The father of it all is nice.

Noam Chomsky is a celebrity in many fields. Some translators get surprised when I mention that he is also well known in Computer Science. He invented (discovered?) a classification of grammars as formal systems according to their power of expression (or processing): the Chomsky Hierarchy.

This scheme classifies the languages generated by the grammars in four categories:

  • Regular
  • Context-free
  • Context-sensitive
  • Recursively enumerable

To each of them there is an automaton that can recognize sentences in the language:

  • Finite automata, also known as Finite State Machines
  • Pushdown automata
  • Linear bounded automata
  • Turing machines

Natural languages belong to the most powerful types of grammar, and the machine that corresponds to them is the Turing Machine.

I now present an example of a regular language, the simplest kind, to illustrate this striking correspondence between grammars and machines. Consider this grammar.

     SENTENCE-> "The" KINDSHIP "is" ADJECTIVE     KINDSHIP-> RELATION "of" PERSON     RELATION-> "mother" | "father" | "sister" | "brother" | "son" | "daughter"     PERSON-> "Ana" | "David"     ADJECTIVE-> "nice" | "tall"

With it, we are able to build sentences as inspiring as “The mother of Ana is nice” and “The daughter of David is tall”.

The corresponding Finite State Machine recognizes these two sentences, plus the other 22 that can be constructed with it (writing them down is left as an amusing exercise to the reader). It consists of a number of states joined by labeled arrows representing transitions from one state to another. There is a special initial state, and another special final state:

It would be very easy at this point to get confused, and think that “finite” in Finite State Machine refers to the fact that only a finite number of sentences can be produced or recognized by them. This is not at all the case. It refers to the fact that there is a finite number of states (the circles, seven in this case). Making a slight modification of our grammar we would be able to build sentences of arbitrary length, even if the number of states is left unchanged.

     SENTENCE-> "The" KINDSHIP "is" ADJECTIVE     KINDSHIP-> RELATION "of" PERSON     RELATION-> "mother" | "father" | "sister" | "brother" | "son" | "daughter"     PERSON-> "Ana" | "David" | "the" KINDSHIP     ADJECTIVE-> "nice" | "tall"
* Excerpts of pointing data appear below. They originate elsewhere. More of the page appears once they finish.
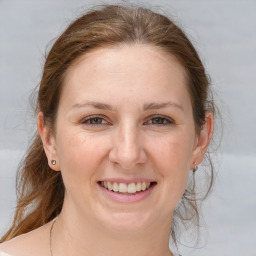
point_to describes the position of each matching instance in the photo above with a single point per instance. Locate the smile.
(124, 192)
(130, 188)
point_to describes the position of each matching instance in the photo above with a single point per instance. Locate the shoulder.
(32, 243)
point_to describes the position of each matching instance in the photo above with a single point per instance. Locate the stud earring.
(53, 162)
(195, 168)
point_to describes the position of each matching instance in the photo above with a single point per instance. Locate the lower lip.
(126, 198)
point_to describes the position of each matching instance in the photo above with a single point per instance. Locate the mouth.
(122, 188)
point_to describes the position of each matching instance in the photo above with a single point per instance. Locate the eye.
(160, 120)
(94, 120)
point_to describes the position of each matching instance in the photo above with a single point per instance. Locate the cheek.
(79, 157)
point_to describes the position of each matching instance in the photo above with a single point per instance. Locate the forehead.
(142, 68)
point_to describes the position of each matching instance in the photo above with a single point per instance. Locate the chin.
(131, 222)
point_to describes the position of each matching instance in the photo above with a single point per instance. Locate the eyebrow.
(148, 106)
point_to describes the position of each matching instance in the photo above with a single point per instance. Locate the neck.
(76, 236)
We have added “the” KINDSHIP as one alternative more for PERSON. In the Finite State Machine it appears simply as a new arrow going back to the second state.

Now we can build up sentences such as “The son of the sister of the mother of the daughter of David is tall”. I used to play this game with my ex-friends (they become automatically ex-friends the moment I start playing this game with them). When talking about my brother, for example, I’d refer to him as the son of the auntie of the sister of my cousin.
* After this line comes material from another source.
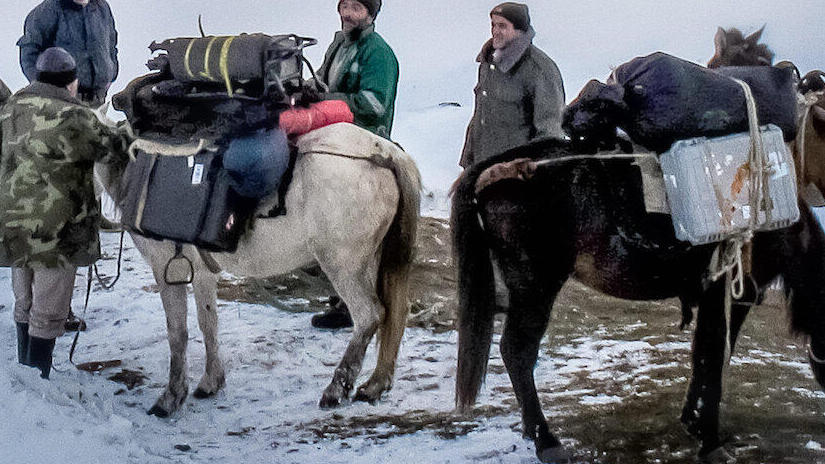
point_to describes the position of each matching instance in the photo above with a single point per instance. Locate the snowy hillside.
(437, 41)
The Chomsky Hierarchy has been extensively studied from both ends. In Computer Science they provide the foundations of syntax for programming languages, among many other things. And many work has been put into trying to capture the structure of real languages like English with grammars and their corresponding machines for many purposes, among them translation. Translation systems based in this approach are known as “rule based”.